We can look at Internet impact through the lens of positive psychology. Researchers have identified critical areas that contribute to happiness. I said earlier that the Internet doesn’t make you happy. It doesn’t make you sad either. The Internet is just a tool, and it reflects and sometimes amplifies human activity and goals, which haven’t changed much since we grew our neocortex. As a tool, though, the Internet is a game changer in how it facilitates activities that can make you happy.
Most importantly, these things can positively impact all areas of life, not just Internet-based activities.
- Voice: The belief that you have a right to speak—today, it doesn’t matter who you are. Social media and a networked globe have changed the nature of the social power structure.
- Connection: The Internet connects us; this allows us to expand our social circles, build social capital, social support, group affiliation and identity, and have our existence and ideas validated by others in ways never before possible.
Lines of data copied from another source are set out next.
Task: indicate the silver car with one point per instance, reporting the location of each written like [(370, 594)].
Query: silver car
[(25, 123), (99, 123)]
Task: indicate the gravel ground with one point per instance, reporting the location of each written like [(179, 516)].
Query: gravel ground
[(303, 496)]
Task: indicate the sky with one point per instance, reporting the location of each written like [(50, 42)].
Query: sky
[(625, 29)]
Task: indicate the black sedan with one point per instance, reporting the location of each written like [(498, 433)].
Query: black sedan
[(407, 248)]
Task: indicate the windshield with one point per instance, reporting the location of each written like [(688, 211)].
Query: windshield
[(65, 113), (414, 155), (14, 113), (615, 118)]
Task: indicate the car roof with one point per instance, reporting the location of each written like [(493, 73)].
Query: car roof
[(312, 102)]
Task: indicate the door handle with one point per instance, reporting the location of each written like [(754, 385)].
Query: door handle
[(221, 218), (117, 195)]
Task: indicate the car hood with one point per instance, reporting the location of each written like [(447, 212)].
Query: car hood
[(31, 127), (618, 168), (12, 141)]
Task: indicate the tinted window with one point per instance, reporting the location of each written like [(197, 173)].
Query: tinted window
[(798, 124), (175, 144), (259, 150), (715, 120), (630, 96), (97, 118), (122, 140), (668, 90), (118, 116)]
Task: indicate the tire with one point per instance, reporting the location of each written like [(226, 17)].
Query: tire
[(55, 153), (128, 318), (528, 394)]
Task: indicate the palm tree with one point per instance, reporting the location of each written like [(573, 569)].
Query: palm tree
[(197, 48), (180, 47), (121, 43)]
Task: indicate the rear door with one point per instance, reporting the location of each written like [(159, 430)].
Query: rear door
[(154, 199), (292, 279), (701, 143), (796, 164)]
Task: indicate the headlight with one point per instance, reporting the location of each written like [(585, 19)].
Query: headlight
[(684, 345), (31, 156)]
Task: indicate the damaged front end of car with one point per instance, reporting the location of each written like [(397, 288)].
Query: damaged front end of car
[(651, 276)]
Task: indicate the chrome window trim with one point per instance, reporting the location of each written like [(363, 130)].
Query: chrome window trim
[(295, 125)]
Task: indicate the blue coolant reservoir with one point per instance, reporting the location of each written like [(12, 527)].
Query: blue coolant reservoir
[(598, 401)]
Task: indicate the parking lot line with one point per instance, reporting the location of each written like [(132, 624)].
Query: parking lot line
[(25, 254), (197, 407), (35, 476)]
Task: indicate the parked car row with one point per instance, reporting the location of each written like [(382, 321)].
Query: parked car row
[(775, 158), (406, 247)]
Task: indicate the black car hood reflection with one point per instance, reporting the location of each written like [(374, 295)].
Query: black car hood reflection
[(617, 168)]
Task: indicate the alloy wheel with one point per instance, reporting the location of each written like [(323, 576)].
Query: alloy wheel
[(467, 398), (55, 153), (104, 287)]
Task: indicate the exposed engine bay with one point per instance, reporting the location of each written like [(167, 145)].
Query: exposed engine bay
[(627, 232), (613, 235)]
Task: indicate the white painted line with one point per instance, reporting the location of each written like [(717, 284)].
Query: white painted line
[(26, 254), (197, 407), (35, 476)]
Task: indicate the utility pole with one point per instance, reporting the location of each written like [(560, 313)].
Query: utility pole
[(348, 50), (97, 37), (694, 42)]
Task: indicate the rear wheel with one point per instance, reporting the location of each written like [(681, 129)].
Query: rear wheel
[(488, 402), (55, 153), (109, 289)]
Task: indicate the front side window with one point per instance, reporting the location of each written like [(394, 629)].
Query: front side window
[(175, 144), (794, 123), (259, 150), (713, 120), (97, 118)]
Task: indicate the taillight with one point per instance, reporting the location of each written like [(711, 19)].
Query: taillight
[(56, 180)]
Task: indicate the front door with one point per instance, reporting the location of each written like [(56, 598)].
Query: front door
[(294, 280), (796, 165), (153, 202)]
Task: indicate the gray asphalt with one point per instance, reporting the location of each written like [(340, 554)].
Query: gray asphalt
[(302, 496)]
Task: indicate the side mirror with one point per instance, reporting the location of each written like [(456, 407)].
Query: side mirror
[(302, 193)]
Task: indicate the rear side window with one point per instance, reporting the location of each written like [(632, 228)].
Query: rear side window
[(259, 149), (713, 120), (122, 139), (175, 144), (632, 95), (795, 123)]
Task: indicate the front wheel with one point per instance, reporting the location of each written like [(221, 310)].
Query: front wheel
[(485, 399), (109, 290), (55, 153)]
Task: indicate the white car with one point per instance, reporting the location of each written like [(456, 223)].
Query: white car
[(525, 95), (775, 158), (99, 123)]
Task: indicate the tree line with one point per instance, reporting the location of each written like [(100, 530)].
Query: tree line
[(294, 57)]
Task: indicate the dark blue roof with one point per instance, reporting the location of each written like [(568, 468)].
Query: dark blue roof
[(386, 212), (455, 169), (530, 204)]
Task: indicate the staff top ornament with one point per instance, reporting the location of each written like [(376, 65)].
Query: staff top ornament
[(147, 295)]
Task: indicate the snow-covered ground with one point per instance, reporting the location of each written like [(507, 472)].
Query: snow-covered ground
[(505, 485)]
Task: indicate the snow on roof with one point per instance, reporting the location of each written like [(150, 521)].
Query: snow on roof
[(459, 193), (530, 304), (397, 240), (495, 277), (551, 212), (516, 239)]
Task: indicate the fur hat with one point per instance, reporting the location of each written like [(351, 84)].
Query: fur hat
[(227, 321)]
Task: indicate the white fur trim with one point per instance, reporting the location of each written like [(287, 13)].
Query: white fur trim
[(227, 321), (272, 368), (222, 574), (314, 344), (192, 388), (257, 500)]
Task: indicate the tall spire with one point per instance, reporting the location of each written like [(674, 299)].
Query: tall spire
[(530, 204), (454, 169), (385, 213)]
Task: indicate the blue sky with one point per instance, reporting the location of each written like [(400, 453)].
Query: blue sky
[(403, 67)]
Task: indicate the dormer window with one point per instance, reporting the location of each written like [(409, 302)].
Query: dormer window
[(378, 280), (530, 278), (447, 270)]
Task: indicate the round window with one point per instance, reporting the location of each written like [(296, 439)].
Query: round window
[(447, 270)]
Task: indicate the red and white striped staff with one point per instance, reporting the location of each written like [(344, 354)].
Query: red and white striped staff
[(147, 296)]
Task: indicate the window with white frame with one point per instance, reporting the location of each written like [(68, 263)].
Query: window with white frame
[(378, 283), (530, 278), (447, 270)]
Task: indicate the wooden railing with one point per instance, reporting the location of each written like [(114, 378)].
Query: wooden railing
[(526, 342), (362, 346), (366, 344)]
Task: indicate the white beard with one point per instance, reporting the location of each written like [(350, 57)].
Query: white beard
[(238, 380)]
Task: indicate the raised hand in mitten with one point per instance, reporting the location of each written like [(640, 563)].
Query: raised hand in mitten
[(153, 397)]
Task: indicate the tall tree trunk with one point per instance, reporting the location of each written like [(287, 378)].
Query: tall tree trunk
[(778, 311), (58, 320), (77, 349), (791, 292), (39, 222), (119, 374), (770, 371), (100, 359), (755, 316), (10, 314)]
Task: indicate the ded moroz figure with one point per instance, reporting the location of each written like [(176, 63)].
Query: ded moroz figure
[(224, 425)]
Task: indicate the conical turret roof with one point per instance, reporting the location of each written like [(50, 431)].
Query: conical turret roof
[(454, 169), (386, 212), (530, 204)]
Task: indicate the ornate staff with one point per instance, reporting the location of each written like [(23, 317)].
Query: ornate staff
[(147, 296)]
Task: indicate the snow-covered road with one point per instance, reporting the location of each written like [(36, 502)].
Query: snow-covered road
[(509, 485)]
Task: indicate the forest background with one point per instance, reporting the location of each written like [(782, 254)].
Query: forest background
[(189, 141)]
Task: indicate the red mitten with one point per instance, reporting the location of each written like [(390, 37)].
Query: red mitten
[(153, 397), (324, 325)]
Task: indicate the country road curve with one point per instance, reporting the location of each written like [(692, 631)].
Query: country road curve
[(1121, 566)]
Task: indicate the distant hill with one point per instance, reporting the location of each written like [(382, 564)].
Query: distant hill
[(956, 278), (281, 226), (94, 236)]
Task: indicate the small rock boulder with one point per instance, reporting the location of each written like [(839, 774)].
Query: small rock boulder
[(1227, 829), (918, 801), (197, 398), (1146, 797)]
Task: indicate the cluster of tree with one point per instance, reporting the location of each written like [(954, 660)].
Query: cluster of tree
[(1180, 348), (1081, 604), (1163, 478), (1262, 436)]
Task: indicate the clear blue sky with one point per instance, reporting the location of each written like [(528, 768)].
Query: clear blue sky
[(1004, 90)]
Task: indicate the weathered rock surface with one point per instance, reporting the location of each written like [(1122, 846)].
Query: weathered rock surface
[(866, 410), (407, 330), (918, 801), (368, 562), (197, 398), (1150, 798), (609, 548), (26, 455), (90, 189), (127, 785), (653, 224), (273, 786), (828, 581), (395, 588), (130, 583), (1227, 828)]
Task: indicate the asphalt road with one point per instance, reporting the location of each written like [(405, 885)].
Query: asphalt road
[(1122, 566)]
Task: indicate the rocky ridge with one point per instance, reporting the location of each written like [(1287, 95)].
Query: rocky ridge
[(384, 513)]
- Social validation: Social validation increases our sense of agency. Agency is about taking action and having it matter; being able to act on your environment with results.
- Agency: Belief that your actions matter encourages us to take risks and engage, leading to self-efficacy, motivation, and flow.
- Self-efficacy: Self-efficacy is the belief that you are capable of meeting the challenges you face and this leads to resilience in the face of adversity and increased optimism.
There is a long list of the most common things that people say make them happy: for example, seeing children smile, puppies, laughing, helping others, connecting with others, love, freedom, choice, play, gratitude, competence, good health, and sex. All of these, except arguably “sex,” can be facilitated by or experienced on the Internet.
But ultimately, what we’re talking about is human strengths—the ability to take action and believe it matters, whether it’s getting health information, learning social skills, writing fan fiction, or playing World of Warcraft. When we look at the impact of technology, we have to change how we ask the questions.
To loosely paraphrase a famous quote from Eleanor Roosevelt, no one could make us feel things–good or bad–without our help. Technology doesn’t exist in isolation from the human system–and we need to recognize and take responsibility for our part in that system, too. Let’s start asking what we, as individuals and as members of a global community—are trying to do and how the technology can help.